5237 sayılı Türk Ceza Kanununun "Zincirleme suç" kenar başlıklı 43"üncü maddesinin birinci fıkrasının bir ilâ üçüncü cümlesine göre; "Bir suç işleme kararının icrası kapsamında, değişik zamanlarda bir kişiye karşı aynı suçun birden fazla işlenmesi durumunda, bir cezaya hükmedilir. Ancak bu ceza, dörtte birinden dörtte üçüne kadar artırılır. Bir suçun temel şekli ile daha ağır veya daha az cezayı gerektiren nitelikli şekilleri, aynı suç sayılır."
43"üncü maddenin gerekçesinde; “Zincirleme suç halinde aynı suçun birden fazla işlenmiş olması söz konusudur.
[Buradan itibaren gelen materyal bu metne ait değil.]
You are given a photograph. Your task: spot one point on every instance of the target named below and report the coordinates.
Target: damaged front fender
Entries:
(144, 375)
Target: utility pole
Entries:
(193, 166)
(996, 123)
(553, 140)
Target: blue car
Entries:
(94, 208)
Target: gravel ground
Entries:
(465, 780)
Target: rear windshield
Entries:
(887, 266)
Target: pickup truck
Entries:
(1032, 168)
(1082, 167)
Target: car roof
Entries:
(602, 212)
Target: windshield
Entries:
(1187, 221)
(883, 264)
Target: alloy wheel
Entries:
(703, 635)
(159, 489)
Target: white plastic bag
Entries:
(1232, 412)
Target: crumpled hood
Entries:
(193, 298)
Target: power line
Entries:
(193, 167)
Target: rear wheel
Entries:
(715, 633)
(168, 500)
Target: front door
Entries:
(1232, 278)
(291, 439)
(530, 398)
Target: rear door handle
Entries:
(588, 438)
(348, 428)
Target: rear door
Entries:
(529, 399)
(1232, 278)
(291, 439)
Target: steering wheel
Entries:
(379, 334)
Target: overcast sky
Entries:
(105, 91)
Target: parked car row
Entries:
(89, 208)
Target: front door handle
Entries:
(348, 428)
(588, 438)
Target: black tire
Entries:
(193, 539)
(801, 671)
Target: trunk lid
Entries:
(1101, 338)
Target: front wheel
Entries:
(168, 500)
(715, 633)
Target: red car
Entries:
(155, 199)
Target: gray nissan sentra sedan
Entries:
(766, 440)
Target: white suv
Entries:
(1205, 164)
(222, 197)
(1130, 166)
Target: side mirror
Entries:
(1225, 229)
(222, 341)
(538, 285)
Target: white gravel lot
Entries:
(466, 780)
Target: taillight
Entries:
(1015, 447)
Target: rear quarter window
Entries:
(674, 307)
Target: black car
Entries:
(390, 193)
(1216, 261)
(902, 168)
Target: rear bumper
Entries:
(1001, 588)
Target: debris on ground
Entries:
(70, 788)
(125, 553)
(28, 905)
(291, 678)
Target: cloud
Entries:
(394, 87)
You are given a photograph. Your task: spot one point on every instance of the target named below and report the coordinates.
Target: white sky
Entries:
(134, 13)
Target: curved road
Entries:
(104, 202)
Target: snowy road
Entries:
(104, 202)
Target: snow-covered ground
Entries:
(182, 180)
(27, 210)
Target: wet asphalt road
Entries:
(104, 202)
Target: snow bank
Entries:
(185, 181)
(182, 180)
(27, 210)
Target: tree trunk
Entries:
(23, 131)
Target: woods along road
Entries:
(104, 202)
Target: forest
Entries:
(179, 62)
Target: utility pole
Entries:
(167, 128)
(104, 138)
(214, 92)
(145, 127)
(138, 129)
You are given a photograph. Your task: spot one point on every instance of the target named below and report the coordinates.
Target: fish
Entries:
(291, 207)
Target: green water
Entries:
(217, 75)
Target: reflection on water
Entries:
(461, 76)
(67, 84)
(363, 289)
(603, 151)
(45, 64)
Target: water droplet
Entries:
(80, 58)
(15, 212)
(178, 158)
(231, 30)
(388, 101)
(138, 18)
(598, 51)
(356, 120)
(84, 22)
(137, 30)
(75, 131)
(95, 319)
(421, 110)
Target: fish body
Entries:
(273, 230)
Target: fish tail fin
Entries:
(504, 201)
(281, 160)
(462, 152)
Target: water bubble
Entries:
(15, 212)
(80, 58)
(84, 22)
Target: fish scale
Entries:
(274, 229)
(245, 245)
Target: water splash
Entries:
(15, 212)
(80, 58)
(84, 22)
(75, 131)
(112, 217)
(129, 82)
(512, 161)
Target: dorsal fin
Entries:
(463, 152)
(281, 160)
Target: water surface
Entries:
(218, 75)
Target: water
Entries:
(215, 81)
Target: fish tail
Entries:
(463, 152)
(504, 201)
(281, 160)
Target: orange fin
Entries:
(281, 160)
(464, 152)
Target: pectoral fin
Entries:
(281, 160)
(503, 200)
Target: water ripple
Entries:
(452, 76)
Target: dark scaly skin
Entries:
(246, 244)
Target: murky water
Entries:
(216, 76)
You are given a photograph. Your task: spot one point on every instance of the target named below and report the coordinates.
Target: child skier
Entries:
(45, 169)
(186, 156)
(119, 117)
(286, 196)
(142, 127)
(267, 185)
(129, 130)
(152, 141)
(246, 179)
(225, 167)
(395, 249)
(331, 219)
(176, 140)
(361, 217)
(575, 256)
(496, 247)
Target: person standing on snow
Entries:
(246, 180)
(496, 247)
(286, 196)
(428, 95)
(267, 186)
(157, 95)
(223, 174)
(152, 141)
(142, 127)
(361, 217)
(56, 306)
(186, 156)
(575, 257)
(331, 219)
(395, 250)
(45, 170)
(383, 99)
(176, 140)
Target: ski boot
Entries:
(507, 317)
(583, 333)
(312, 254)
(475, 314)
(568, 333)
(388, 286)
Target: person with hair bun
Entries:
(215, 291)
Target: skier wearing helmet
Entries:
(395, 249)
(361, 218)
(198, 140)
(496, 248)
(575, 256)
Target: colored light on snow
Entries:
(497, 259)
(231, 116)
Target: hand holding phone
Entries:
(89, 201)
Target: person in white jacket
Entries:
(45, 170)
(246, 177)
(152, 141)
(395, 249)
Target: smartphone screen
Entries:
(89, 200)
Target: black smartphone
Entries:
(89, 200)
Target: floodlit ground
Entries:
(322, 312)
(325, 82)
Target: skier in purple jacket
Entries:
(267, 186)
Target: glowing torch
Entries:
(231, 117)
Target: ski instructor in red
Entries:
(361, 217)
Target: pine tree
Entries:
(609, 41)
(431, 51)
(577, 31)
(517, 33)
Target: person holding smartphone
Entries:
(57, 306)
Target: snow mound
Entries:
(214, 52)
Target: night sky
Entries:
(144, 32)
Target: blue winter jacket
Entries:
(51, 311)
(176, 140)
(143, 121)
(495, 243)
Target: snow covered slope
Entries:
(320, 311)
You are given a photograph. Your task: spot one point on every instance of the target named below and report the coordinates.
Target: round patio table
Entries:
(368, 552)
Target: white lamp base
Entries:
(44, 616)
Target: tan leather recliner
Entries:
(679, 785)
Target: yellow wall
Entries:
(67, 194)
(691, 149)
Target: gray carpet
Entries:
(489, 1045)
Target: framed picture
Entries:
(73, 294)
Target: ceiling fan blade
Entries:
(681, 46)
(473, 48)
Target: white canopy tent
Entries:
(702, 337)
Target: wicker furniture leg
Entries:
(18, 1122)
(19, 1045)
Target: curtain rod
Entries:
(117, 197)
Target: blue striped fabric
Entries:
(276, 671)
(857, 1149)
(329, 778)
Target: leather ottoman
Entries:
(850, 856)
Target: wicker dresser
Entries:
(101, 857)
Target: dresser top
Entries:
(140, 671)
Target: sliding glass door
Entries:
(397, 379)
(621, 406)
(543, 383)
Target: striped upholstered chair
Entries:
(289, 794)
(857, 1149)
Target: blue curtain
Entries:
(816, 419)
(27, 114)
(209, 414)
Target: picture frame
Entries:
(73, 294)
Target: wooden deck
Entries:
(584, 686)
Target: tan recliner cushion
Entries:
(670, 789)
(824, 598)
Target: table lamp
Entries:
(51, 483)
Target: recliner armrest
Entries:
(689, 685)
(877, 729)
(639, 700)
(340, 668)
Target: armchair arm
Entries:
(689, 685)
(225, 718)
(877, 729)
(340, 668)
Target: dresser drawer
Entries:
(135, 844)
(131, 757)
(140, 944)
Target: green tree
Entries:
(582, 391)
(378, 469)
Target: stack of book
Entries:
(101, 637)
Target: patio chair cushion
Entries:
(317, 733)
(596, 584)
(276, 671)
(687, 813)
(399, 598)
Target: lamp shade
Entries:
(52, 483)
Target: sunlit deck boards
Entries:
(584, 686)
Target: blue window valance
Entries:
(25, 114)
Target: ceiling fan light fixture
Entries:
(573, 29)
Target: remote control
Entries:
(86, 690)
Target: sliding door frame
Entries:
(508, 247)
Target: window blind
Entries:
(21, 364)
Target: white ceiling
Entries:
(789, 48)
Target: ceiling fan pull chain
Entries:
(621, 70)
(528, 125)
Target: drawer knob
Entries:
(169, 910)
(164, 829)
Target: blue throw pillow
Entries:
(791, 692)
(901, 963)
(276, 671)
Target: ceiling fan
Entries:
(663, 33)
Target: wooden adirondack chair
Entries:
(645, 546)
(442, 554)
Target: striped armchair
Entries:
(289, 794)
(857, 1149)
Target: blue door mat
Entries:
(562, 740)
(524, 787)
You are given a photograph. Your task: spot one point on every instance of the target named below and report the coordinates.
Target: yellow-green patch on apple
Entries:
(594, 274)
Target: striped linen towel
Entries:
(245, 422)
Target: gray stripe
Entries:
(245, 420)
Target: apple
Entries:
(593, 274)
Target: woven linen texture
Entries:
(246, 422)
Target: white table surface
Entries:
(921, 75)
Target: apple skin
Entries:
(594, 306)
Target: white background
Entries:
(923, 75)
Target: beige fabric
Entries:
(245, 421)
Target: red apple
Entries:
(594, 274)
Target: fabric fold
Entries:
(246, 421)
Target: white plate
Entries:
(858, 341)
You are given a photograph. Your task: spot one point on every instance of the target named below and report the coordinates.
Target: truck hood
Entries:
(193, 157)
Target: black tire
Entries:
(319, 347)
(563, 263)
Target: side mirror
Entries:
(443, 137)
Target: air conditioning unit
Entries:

Ancak, bu suçlar, aynı suç işleme kararı kapsamında işlenmektedirler, yani, bu suçlar arasında sübjektif bir bağ bulunmaktadır. Bu nedenle, kişiye bu suçların her birinden dolayı ayrı ayrı değil, bir ceza verilmekte ve fakat bu cezanın miktarı artırılmaktadır.” ifadelerine,
Sözü edilen maddeye 29.06.2005 tarih ve 5377 sayılı Kanun"un 6"ncı maddesiyle eklenen cümlenin gerekçesinde; “Zincirleme suç hâlinde, aynı suçun birden fazla işlenmiş olması söz konusudur. Ancak, bu suçlar, bir suç işleme kararının icrası kapsamında işlenmektedirler, yani, bu suçlar arasında sübjektif bir bağ bulunmaktadır. Bir suçun temel şekli ile daha ağır veya daha az cezayı gerektiren nitelikli şekilleri, aynı suç sayılır. Zincirleme suç halinde, ortada bir suç değil, birden fazla suç mevcuttur. Zincirleme suçtan söz edebilmek için, aynı suçun müteaddit defa aynı kişiye karşı işlenmesi gerekir. İşlenen suçların mağdurunun aynı kişi olması gerekir. Suçun mağdurunun farklı kişiler olması halinde, zincirleme suç hükümleri uygulanamaz.” ifadelerine yer verilmiştir.
Zincirleme suç, bir suç işleme kararının icrası kapsamında, bir kişiye karşı aynı suçun değişik zamanlarda işlenmesidir. Zincirleme suçun oluşması için; failin birden çok suç teşkil eden fiillerinin bulunması, işlenen birden çok suçun aynı suç olması, bu suçların değişik zamanlarda işlenmesi, birden fazla suçun aynı kişiye karşı işlenmesi ve birden fazla işlenen bu suçların bir suç işleme kararının icrası kapsamında gerçekleştirilmesi gerekmektedir.
5237 sayılı Kanun, 43"üncü maddesinin birinci fıkrasının üçüncü cümlesi, bir suçun temel şekli ile daha ağır veya daha az cezayı gerektiren nitelikli şekillerinin aynı suç sayıldığını kabul etmiştir.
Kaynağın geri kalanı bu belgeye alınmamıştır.